Ai_Assistant/SETUP_GUIDE.md

# Setup Guide

## Prerequisites

Before starting, ensure you have the following installed:

- **Python 3.10** - [Download from Microsoft Store](https://apps.microsoft.com/store/detail/python-310/9PJPW5LDXLZ5) or [python.org](https://www.python.org/downloads/)
- **VS Code** - [Download here](https://code.visualstudio.com/)
- **Node.js and npm** - [Download here](https://nodejs.org/) (includes npx)
- **GPT-SoVITS** - [One-click installer](https://github.com/RVC-Boss/GPT-SoVITS)

---

## 1. Project Setup

### Create Virtual Environment

1. Open VS Code
2. **File → New Window**
3. **File → Open Folder** (select your project directory)
4. Press **Ctrl+Shift+P** to open the command palette
5. Type `Python: Create Environment` and select it

   > **Note:** If you don't see this option, install the Python extension:
   > - Go to the Extensions sidebar (Ctrl+Shift+X)
   > - Search for "Python" and install it
   > - Close and reopen VS Code, then try again

6. Select **Venv** and choose **Python 3.10**
7. **Uncheck** "Install dependencies from requirements.txt" (we'll do this manually)
8. Click **OK**

### Install Dependencies

1. Open a new terminal: **Terminal → New Terminal**
2. Verify your virtual environment is active (you should see `.venv` in the prompt):
   ```
   (.venv) F:\your_project_path>
   ```

3. Install dependencies using uv (faster) or pip:
   ```bash
   # Option 1: Using uv (recommended - faster)
   pip install uv
   uv pip install -r requirements.txt
   
   # Option 2: Using pip
   pip install -r requirements.txt
   ```
   This should take 30 seconds to 1 minute depending on your system.

---

## 2. API Configuration

### Create .env File

Create a `.env` file in the root directory with the following content:

```text
OPENAI_API_KEY="sk-proj-YOUR_API_KEY"
GROQ_API_KEY="YOUR_GROQ_API_KEY"
```

### Get API Keys

1. **OpenAI API Key:**
   - Sign up at [OpenAI Platform](https://platform.openai.com/api-keys)
   - Add $5 credit (should last 1-2 months for typical usage)
   - Copy your API key to the `.env` file
   
   > **Note:** You can customize this to use a local AI model if preferred (streaming code doesn't support this yet, but local model support is planned)

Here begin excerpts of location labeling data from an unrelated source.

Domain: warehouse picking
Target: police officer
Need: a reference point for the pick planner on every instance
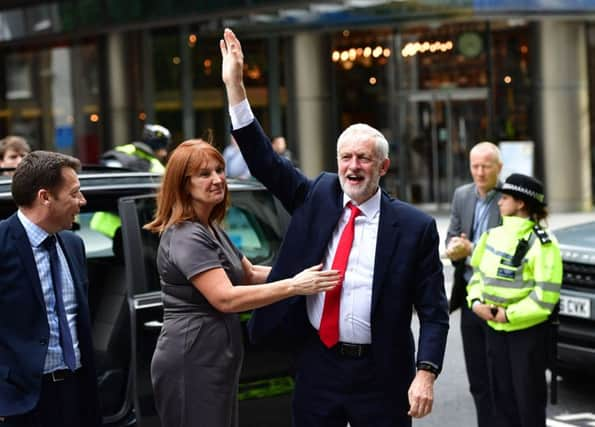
(146, 156)
(514, 288)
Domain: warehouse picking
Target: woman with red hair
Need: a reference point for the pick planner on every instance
(196, 366)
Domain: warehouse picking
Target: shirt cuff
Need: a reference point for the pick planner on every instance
(241, 114)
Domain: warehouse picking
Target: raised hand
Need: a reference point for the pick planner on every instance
(232, 66)
(313, 280)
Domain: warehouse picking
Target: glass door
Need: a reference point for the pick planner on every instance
(440, 127)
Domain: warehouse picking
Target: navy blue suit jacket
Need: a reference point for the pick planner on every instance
(407, 270)
(24, 329)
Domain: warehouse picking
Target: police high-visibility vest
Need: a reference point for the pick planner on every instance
(133, 150)
(106, 223)
(528, 291)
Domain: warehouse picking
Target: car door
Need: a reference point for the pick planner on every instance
(255, 223)
(144, 299)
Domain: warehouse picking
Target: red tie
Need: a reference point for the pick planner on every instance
(329, 324)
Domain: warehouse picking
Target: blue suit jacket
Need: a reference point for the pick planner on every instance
(407, 271)
(24, 329)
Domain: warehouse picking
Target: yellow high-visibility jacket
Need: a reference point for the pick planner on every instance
(530, 291)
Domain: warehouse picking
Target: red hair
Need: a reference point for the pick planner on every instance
(174, 203)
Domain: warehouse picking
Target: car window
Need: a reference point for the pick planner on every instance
(97, 244)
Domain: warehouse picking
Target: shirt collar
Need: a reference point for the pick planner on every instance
(370, 207)
(488, 196)
(35, 233)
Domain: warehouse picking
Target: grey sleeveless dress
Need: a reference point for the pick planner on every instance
(196, 365)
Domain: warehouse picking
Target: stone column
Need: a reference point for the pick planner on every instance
(565, 115)
(312, 103)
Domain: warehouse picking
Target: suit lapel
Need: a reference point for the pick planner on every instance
(468, 212)
(23, 245)
(73, 271)
(386, 243)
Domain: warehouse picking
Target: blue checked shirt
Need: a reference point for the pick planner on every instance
(480, 223)
(54, 359)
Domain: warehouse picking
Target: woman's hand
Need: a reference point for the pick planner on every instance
(313, 280)
(483, 310)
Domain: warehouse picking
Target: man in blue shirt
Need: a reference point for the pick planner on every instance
(47, 374)
(474, 211)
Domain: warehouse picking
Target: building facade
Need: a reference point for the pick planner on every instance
(435, 77)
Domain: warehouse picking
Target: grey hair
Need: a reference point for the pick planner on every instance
(364, 132)
(486, 146)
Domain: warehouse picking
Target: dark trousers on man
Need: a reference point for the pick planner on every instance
(333, 389)
(59, 404)
(517, 363)
(474, 332)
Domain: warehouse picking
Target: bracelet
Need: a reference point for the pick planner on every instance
(427, 366)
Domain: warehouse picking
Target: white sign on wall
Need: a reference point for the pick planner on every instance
(517, 157)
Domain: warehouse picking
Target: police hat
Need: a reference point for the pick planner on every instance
(523, 187)
(156, 136)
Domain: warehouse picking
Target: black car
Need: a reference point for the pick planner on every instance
(125, 297)
(576, 338)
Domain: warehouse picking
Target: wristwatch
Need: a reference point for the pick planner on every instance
(427, 366)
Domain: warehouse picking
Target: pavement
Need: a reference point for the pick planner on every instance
(555, 220)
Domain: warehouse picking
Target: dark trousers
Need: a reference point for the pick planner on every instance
(474, 332)
(332, 390)
(58, 405)
(517, 363)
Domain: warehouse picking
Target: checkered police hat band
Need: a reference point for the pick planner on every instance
(535, 195)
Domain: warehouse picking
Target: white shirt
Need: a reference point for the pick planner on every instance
(356, 296)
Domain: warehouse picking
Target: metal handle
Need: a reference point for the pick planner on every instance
(153, 324)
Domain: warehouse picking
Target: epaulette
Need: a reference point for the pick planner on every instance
(542, 235)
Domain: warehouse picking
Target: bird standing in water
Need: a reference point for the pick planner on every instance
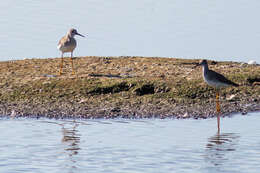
(68, 44)
(217, 81)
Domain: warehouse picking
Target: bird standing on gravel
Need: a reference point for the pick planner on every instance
(217, 81)
(68, 44)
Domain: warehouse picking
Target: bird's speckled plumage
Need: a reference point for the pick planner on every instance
(215, 79)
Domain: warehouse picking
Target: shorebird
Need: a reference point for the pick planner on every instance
(67, 44)
(217, 81)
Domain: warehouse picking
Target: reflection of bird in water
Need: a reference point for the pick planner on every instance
(217, 81)
(219, 147)
(71, 138)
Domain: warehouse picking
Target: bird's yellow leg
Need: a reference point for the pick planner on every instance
(71, 59)
(218, 110)
(217, 102)
(61, 64)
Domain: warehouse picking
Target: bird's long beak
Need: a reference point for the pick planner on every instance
(80, 35)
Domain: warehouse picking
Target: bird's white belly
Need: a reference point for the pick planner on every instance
(215, 83)
(66, 48)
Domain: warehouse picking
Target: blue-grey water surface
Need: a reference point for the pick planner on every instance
(215, 29)
(134, 146)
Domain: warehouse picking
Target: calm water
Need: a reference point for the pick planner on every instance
(134, 146)
(216, 29)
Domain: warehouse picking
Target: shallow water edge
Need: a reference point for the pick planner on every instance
(127, 87)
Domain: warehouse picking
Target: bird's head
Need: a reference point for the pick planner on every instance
(72, 32)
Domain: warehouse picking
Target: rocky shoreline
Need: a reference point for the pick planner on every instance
(127, 87)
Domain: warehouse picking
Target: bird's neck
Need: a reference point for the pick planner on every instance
(69, 35)
(205, 68)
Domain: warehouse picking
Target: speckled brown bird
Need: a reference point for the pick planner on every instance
(68, 44)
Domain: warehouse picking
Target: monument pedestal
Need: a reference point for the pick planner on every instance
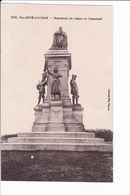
(60, 59)
(58, 125)
(56, 122)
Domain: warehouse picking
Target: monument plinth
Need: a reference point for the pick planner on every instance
(60, 59)
(58, 123)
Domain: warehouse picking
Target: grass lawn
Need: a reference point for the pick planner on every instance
(56, 166)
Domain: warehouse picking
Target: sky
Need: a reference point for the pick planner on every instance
(24, 43)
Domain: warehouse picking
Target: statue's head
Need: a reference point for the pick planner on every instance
(55, 70)
(44, 75)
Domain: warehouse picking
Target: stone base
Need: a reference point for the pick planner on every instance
(57, 147)
(62, 141)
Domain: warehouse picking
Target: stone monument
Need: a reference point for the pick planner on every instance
(58, 113)
(58, 123)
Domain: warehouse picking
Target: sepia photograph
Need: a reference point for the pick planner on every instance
(56, 93)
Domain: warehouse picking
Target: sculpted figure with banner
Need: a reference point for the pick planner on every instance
(55, 86)
(74, 89)
(41, 88)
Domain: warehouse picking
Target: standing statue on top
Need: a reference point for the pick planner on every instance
(55, 87)
(59, 40)
(74, 89)
(41, 88)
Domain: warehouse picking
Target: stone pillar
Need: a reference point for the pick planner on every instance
(60, 59)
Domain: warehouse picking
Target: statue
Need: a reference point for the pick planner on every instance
(55, 87)
(41, 87)
(74, 89)
(59, 40)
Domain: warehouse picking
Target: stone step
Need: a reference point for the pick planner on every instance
(102, 147)
(54, 140)
(58, 134)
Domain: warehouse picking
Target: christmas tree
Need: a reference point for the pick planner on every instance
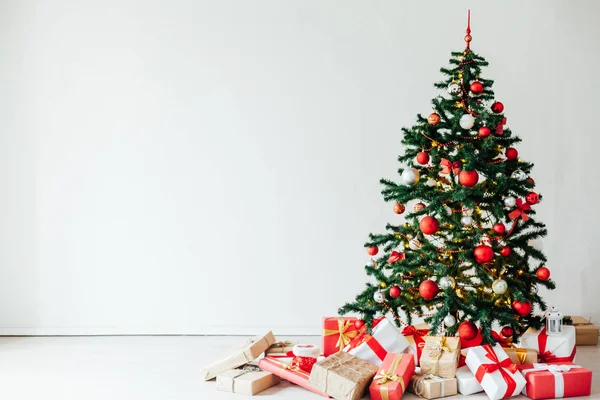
(468, 255)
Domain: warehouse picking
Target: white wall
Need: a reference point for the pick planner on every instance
(213, 166)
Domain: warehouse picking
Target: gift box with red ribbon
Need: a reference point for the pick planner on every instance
(415, 335)
(556, 380)
(393, 377)
(283, 368)
(385, 338)
(494, 370)
(338, 332)
(558, 347)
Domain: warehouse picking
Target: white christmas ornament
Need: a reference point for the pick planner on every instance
(467, 121)
(510, 202)
(499, 286)
(449, 320)
(410, 176)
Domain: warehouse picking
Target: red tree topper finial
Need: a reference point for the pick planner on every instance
(468, 37)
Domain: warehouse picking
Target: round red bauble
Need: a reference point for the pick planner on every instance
(372, 250)
(428, 289)
(543, 273)
(395, 291)
(522, 308)
(511, 154)
(505, 251)
(399, 208)
(507, 331)
(468, 178)
(484, 131)
(497, 107)
(532, 198)
(423, 157)
(499, 228)
(476, 87)
(467, 330)
(429, 225)
(483, 254)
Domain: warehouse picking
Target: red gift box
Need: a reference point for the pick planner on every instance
(337, 333)
(393, 377)
(285, 370)
(555, 380)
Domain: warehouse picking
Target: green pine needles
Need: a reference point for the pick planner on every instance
(492, 207)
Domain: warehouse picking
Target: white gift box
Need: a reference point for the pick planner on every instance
(494, 383)
(386, 338)
(467, 384)
(561, 345)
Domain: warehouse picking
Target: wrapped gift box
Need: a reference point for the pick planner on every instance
(283, 368)
(497, 374)
(551, 348)
(248, 380)
(415, 336)
(521, 356)
(342, 376)
(556, 380)
(467, 384)
(432, 387)
(393, 377)
(338, 332)
(386, 338)
(586, 333)
(440, 356)
(245, 354)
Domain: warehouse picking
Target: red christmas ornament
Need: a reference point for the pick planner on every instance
(467, 330)
(532, 198)
(428, 289)
(372, 250)
(423, 157)
(497, 107)
(476, 87)
(511, 154)
(429, 225)
(399, 208)
(507, 331)
(543, 273)
(499, 228)
(483, 254)
(522, 308)
(468, 178)
(484, 131)
(505, 251)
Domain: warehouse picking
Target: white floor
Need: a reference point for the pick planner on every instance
(146, 367)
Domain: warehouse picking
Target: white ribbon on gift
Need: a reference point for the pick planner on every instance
(556, 370)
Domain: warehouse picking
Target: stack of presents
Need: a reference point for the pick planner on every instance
(389, 362)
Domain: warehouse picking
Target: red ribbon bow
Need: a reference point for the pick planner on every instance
(522, 206)
(502, 366)
(450, 166)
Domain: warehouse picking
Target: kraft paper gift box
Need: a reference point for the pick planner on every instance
(338, 332)
(432, 387)
(494, 370)
(467, 384)
(415, 335)
(248, 380)
(245, 354)
(393, 377)
(440, 356)
(342, 376)
(283, 368)
(586, 333)
(551, 348)
(384, 339)
(556, 380)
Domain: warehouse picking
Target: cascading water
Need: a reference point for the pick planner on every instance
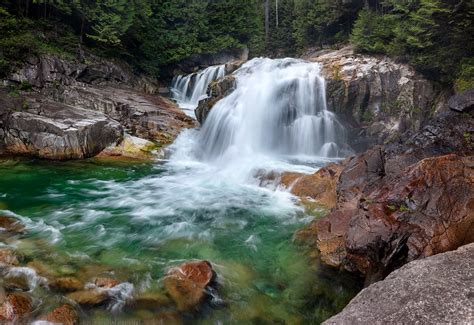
(278, 110)
(189, 90)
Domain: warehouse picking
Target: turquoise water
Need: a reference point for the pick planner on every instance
(135, 220)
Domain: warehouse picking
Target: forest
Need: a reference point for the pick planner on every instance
(435, 36)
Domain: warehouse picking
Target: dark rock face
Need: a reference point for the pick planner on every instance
(216, 91)
(201, 61)
(463, 102)
(401, 202)
(433, 290)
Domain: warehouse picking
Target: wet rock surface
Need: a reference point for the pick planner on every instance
(216, 91)
(376, 97)
(186, 284)
(75, 110)
(433, 290)
(65, 314)
(401, 202)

2. **Groq API Key (Free):**
   - Sign up at [Groq Console](https://console.groq.com/keys)
   - Copy your API key to the `.env` file

---

## 3. Configuration

### Character Configuration

There are two main configuration files:

#### A. `character_config.yaml`
- Set the AI prompt
- Configure ASR (Automatic Speech Recognition) context
- Add reference audio sample (must be 3-10 seconds long)
- Enter the text spoken in the audio file

#### B. `client/config.js`
- Change the 3D model (`VRM_PATH`)
- Adjust mouth audio threshold (`MOUTH_THRESHOLD`)
- Place model files in `client/models/` directory
- Update the filename in config
- **Important:** Model must be in VRM 1.0 format (export setting in VRoid Studio)

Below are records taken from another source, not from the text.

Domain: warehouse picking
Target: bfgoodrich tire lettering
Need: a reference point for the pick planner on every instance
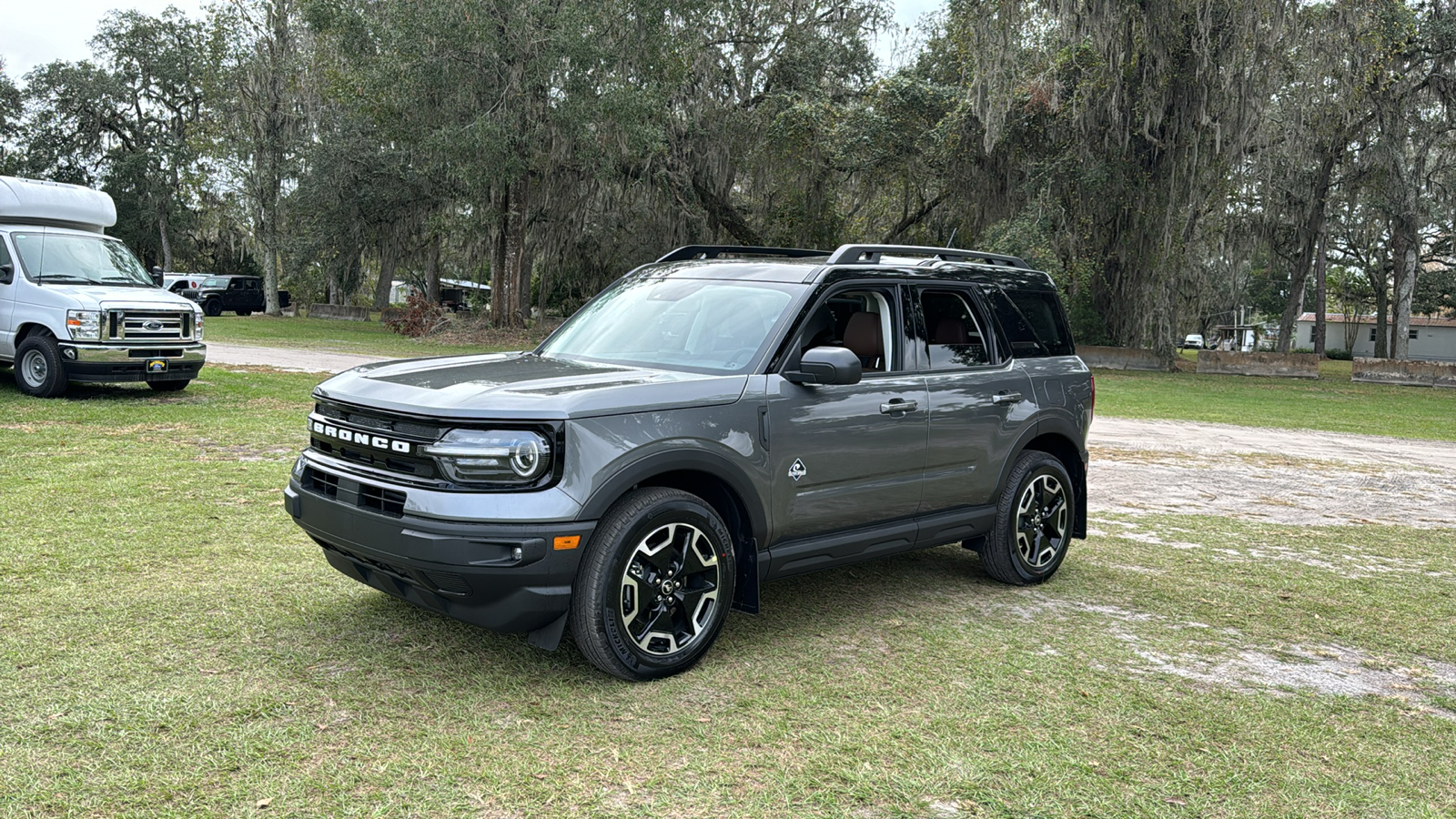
(654, 586)
(38, 369)
(1033, 522)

This file also holds the **`VR_CONFIG`** block. The most useful knob there is `dollyPosition: [x, y, z]` — if your avatar looks too small (or too far/too close) when you put on the headset, edit `dollyPosition` to move the VR rig. `Y` raises/lowers your virtual eye level, `Z` is distance from the avatar. Other tunables in the same block: `touchRadius` (proximity needed to trigger a touch), `triggerTouchRadius` (extended range while the trigger is held), `touchCooldown`, and haptic intensity.

#### C. `client/scene/roomConfig.js`
Toggles the room/environment around the avatar. `enabled: false` runs with no room (default). Set `enabled: true` and edit `url` / `position` / `rotation` / `scale` to load a GLB. There's a Japanese classroom example pre-filled at the bottom — copy those values over the active block to switch to it. `fixDepth: true` is a workaround for rooms that z-fight.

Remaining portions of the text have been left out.